Location
- 11156 Highway 9 (Ceilidh Trail) Mabou, Nova Scotia, B0E 1X0 Canada 46°03′43″N 61°24′29″W﻿ / ﻿46.062°N 61.408°W

Information
- Type: High School
- Motto: Intelligence, Integrity, Intensity
- Founded: 2000
- School board: Strait Regional School Board
- Principal: Carol Smith
- Grades: 9-12
- Enrollment: 261
- Language: English
- Colors: Blue, Red and Gold
- Mascot: Dragon
- Website: www.dalbrae.ednet.ns.ca

= Dalbrae Academy =

Dalbrae Academy is a secondary school located in Mabou, Nova Scotia, Canada. It is attended by 261 students in grades 9 to 12. The school falls under the jurisdiction of the Strait Regional School Board. The Principal is Carol Smith and the Vice Principal is Cindy MacDonald.

==History==
The school opened in 2000 after several years of discussion with the provincial government over the closure of four local P-12 schools. As a part of the Nova Scotian governments school consolidation process in the late nineties, four schools were closed in the area:
- Mabou Consolidated School (MCS)
- Whycocomagh Consolidated School (WCS)
- Judique-Creignish Consolidated School (JCHS)
- Port Hood Consolidated (PHC)

The schools were amalgamated into three new schools: Dalbrae Academy, and the two new P-8 schools- Whycocomagh Education Centre (Whycocomagh), and Bayview Education Centre (Port Hood).

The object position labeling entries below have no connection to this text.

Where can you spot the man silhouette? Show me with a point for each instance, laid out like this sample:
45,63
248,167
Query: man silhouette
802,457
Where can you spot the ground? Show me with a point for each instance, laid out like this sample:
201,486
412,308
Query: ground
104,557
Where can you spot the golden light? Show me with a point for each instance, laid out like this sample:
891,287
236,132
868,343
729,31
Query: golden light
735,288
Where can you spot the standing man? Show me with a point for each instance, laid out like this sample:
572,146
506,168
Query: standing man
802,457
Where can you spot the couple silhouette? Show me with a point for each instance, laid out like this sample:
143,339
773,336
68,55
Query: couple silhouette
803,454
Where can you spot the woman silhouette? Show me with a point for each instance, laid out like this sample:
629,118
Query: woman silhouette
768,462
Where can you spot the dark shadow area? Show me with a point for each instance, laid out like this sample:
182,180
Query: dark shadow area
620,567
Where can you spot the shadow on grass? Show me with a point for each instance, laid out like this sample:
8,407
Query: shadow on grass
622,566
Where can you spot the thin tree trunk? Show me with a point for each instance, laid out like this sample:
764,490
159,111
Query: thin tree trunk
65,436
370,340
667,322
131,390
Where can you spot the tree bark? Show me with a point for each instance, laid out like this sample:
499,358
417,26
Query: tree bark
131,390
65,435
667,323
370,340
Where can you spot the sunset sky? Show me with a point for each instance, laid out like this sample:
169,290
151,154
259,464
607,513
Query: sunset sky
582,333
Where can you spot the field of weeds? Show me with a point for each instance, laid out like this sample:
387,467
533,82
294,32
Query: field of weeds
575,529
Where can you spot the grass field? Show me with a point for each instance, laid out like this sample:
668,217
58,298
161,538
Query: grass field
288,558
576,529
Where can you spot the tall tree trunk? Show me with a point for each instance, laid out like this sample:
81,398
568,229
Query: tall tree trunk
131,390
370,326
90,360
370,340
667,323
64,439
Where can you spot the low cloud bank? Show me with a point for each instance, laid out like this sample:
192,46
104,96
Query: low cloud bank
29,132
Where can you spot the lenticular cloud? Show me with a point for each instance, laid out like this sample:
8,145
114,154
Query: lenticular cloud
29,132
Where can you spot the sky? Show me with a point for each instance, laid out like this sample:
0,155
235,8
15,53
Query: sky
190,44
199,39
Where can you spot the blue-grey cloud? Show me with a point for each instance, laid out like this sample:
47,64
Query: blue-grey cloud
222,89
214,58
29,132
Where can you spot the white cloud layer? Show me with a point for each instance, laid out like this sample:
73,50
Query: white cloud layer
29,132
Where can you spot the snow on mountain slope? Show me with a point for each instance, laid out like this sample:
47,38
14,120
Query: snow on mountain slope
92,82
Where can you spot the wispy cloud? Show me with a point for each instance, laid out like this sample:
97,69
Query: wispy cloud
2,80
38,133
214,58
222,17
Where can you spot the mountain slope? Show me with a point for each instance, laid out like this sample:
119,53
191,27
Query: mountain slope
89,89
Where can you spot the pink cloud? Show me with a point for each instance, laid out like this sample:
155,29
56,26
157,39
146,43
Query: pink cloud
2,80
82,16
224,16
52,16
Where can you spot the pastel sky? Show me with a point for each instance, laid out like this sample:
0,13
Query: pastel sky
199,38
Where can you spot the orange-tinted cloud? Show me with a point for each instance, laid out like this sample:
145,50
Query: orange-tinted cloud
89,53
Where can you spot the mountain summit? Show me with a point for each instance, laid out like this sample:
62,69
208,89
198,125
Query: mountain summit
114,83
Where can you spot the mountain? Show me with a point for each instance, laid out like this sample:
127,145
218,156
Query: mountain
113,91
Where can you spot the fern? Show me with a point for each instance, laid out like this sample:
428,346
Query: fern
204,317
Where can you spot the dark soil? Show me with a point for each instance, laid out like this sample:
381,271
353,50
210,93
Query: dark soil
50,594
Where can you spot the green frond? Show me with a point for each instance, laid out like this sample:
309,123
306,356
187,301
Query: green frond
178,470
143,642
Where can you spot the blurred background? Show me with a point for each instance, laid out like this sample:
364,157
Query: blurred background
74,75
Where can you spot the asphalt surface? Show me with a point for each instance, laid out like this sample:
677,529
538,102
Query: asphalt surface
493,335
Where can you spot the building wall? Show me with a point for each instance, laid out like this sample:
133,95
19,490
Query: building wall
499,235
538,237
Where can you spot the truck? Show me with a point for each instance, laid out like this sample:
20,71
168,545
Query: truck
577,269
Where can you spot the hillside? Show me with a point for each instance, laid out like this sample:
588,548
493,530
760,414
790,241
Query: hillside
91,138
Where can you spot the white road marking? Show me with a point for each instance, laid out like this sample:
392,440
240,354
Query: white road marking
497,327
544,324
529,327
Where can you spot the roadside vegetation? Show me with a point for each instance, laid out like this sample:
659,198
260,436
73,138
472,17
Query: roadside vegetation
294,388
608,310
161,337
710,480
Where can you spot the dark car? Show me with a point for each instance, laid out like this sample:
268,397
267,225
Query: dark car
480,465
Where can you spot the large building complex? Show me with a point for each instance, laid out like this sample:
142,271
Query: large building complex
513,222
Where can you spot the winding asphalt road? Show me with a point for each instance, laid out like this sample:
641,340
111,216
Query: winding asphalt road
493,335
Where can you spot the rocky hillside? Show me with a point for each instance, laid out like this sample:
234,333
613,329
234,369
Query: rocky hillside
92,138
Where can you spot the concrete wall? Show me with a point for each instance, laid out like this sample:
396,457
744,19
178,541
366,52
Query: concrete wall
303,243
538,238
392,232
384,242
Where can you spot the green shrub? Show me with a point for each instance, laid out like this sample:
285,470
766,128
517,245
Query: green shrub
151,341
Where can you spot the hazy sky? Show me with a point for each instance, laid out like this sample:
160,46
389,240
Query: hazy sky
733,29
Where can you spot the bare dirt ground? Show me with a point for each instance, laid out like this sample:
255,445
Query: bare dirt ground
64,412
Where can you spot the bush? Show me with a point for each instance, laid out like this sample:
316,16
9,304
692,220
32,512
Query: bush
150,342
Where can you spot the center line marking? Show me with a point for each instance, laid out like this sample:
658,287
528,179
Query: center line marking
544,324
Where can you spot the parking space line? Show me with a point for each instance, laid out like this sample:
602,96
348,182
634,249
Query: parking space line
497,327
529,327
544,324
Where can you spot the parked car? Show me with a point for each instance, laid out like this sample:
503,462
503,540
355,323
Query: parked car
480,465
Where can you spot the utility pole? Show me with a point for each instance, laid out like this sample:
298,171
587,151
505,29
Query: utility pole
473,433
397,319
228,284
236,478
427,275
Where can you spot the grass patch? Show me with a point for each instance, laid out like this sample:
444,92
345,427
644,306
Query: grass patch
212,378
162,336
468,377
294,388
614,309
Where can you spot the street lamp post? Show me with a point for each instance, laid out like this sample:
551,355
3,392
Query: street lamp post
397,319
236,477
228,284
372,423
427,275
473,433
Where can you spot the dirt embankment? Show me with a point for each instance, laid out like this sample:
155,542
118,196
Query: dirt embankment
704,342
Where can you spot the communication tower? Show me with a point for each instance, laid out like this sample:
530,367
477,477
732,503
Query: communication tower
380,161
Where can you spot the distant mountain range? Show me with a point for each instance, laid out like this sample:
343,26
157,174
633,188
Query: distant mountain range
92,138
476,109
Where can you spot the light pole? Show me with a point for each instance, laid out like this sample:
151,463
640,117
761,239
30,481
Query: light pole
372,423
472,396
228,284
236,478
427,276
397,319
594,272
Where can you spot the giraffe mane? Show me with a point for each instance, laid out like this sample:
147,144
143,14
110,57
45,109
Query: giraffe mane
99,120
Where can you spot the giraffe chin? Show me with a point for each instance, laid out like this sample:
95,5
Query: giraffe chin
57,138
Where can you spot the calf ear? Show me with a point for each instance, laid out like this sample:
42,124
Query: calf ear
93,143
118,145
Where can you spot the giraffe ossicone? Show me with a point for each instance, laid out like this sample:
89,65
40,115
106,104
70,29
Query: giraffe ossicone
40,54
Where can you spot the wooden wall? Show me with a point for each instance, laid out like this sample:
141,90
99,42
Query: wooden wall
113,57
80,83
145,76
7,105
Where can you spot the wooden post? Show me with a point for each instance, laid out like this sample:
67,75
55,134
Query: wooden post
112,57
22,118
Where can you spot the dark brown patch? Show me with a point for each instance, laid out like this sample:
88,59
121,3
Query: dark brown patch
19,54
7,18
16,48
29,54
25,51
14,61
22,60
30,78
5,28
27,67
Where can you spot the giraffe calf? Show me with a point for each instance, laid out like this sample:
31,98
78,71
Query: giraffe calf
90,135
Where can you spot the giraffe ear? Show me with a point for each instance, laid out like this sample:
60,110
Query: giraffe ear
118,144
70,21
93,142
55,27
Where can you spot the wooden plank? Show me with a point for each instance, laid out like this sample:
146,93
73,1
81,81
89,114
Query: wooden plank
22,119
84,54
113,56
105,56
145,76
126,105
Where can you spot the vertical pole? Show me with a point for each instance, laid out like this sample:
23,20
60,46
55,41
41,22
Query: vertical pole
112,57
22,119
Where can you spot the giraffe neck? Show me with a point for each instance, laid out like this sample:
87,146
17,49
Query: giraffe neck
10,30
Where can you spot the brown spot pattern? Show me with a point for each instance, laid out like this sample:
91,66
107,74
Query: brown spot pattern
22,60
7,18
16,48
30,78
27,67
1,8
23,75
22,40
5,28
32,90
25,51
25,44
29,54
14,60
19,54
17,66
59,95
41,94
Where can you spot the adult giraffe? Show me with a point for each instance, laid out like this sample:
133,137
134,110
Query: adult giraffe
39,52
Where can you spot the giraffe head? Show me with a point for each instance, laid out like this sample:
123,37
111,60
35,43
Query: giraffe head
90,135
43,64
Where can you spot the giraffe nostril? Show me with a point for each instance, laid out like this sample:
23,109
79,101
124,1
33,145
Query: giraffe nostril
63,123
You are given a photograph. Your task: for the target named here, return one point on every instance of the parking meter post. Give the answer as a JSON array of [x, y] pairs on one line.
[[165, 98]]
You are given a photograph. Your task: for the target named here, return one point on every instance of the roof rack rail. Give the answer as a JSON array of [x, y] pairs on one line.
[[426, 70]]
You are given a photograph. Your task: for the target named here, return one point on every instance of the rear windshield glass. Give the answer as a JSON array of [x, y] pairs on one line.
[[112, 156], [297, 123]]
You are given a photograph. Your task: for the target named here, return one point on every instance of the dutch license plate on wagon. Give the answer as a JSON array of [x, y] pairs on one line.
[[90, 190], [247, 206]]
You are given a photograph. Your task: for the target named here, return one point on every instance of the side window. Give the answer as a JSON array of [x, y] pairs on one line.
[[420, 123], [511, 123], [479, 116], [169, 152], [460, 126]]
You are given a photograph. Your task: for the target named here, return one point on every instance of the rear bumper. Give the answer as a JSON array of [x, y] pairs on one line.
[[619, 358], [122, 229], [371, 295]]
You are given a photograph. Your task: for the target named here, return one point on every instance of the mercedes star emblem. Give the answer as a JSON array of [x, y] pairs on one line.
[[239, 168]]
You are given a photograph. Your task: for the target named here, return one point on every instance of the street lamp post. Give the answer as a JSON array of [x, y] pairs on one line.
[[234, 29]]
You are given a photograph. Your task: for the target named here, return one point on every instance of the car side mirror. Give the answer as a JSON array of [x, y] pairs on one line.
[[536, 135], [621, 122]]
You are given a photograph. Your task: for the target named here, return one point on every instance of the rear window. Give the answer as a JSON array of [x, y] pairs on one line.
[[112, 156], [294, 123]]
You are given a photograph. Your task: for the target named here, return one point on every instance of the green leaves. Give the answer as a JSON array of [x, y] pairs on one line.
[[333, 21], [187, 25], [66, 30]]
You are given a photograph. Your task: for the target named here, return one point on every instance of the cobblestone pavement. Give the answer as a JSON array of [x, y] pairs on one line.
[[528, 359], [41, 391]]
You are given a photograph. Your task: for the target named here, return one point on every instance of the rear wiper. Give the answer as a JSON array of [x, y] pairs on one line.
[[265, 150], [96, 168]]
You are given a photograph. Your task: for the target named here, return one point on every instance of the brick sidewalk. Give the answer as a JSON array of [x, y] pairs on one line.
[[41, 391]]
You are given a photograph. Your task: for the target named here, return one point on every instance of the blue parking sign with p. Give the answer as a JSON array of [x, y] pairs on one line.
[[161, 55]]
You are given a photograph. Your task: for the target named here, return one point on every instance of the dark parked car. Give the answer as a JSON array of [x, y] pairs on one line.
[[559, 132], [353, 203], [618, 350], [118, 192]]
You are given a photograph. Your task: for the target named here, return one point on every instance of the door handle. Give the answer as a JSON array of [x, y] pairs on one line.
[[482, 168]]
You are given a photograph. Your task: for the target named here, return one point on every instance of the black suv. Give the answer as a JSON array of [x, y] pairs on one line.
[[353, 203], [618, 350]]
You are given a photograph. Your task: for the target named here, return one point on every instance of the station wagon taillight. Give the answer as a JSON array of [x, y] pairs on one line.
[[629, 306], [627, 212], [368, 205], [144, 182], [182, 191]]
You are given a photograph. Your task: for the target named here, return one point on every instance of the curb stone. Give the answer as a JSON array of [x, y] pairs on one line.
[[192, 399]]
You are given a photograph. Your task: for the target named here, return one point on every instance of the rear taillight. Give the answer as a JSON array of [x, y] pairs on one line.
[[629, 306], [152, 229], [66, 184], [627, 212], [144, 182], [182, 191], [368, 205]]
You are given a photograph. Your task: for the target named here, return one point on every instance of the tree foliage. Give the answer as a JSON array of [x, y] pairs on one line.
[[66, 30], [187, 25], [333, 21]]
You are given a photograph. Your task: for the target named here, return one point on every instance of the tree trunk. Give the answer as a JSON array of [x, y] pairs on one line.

Dalbrae, together with the Strathspey Place performing arts centre, forms a part of the Allan J. MacEachen International Academic and Cultural Centre. The name Dalbrae is a portmanteau of the Scottish Gaelic words dail and brae, which, when combined, refer to a "meeting place on the hill".

==Athletics==
The school has a track located at the back of the facility. In the 2006-2007 Athletic year, the Girls Basketball team won the school's first ever NSSAF Division 3 Provincial Championship, going undefeated in divisional play. In the 2008-2009 School year, the Dalbrae ROV team won the international ROV competition in Buzzards Bay, Massachusetts. In the 2009-2010 School year, Dalbrae Academy was host to a weekly sketch comedy show known as 'Cut Outs and Play House'. All donations and proceeds made went towards Haiti relief efforts.

The Table Tennis team has won the Regional Banner three consecutive times. They came third in provincials in 2009 and were fourth for the next two years.